Exemplo prático: como o valor aumenta
Imagine um empréstimo de R$ 26 mil:
| Item | Valor aproximado |
|---|---|
| Valor liberado | R$ 26.000 |
| Total pago | R$ 29.114 |
| Diferença | R$ 3.114 |
Essa diferença pode vir de:
- Seguro embutido
- Taxas administrativas
- Impostos
E o mais importante: isso sem contar os juros ao longo do tempo.
O que a nova regra realmente proíbe
A portaria também trouxe restrições importantes:
Não podem mais ser cobrados:
- Taxa de abertura de crédito
- Tarifa de cadastro
- Serviços não autorizados
Podem continuar:
- Juros
- Multas e encargos por atraso
- Impostos obrigatórios
- Seguro (apenas com autorização explícita)
Como pagar menos no consignado (na prática)
Mesmo com a nova regra, o consumidor ainda precisa agir para economizar.

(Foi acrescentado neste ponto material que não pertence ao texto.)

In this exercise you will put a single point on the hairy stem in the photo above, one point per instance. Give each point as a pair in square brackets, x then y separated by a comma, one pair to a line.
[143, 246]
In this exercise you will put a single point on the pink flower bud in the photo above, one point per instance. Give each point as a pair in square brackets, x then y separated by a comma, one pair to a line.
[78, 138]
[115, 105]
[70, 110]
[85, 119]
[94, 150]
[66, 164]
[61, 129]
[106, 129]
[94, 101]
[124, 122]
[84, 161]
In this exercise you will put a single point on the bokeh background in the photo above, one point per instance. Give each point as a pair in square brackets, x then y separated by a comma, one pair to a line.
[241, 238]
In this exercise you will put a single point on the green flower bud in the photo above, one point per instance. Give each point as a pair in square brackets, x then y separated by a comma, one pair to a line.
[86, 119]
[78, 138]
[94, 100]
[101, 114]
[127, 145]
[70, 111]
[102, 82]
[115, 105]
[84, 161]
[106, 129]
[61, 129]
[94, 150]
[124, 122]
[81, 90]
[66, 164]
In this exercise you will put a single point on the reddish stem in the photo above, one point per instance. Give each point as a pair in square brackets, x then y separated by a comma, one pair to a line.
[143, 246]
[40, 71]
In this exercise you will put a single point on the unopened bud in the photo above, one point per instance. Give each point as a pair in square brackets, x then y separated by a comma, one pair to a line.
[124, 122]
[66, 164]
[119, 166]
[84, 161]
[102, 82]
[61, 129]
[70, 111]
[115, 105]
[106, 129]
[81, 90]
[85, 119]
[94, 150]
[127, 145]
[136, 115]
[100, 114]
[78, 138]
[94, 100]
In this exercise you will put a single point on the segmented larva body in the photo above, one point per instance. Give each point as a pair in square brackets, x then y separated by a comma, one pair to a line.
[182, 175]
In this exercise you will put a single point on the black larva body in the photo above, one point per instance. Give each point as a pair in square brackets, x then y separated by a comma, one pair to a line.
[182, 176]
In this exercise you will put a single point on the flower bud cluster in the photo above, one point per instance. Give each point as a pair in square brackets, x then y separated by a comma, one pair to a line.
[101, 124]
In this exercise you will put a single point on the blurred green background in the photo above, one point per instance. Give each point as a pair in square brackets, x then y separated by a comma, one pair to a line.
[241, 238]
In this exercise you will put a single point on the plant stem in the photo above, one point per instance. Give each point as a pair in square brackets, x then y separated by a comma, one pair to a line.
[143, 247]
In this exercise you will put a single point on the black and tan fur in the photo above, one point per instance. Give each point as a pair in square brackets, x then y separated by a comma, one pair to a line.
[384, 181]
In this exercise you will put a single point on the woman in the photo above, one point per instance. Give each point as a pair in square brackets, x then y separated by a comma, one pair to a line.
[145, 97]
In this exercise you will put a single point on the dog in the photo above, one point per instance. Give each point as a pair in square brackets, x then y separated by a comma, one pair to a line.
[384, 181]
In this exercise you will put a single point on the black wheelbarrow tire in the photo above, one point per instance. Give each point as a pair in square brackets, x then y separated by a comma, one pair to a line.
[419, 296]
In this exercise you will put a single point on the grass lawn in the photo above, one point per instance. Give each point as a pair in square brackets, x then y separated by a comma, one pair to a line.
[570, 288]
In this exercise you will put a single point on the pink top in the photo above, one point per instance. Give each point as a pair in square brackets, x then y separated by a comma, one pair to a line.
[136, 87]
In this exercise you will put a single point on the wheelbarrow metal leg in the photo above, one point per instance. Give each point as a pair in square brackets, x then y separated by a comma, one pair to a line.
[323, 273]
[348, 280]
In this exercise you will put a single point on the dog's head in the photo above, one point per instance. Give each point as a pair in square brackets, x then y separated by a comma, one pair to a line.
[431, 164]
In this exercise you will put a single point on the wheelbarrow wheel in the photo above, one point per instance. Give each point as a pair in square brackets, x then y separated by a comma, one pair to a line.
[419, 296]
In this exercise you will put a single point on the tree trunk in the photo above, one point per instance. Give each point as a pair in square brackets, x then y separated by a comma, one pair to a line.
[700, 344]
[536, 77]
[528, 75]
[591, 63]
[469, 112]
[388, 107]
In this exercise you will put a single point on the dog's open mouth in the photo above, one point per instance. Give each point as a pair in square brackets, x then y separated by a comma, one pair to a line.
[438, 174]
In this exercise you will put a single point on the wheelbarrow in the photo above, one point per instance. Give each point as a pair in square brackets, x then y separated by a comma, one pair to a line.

Estratégias que fazem diferença:
1. Solicitar portabilidade
- Transferir o crédito para outro banco com juros menores
2. Revisar o contrato
- Comparar taxas com dados do Banco Central do Brasil
3. Cancelar cobranças indevidas
- Seguros não autorizados
- Tarifas ocultas
4. Pedir reembolso
- Valores cobrados sem consentimento podem ser devolvidos
Em muitos casos, essas ações reduzem mais o custo do que a própria nova regra.
O que muda para quem já tem empréstimo
Outro ponto importante:
- A nova regra vale apenas para contratos novos
- Quem já tem consignado antigo não é automaticamente beneficiado
Nesse caso, a saída é:
- Renegociar
- Fazer portabilidade
- Revisar cobranças
O que esperar daqui pra frente
A tendência é que o mercado de crédito passe por ajustes, com maior fiscalização e transparência.
Mas, na prática:
- Os bancos ainda terão margem de lucro
- O consumidor continua sendo responsável por analisar o contrato
Ou seja: informação continua sendo a principal defesa.
A regra ajuda, mas não resolve tudo
A nova limitação no crédito consignado representa um avanço importante, principalmente ao restringir abusos e aumentar a transparência.
No entanto, ela não elimina o principal problema: o custo final ainda pode ser alto se o consumidor não estiver atento.
Antes de contratar:
- Compare taxas
- Analise o CET
- Questione cobranças
Porque, no fim das contas, pequenas diferenças podem representar milhares de reais ao longo do contrato.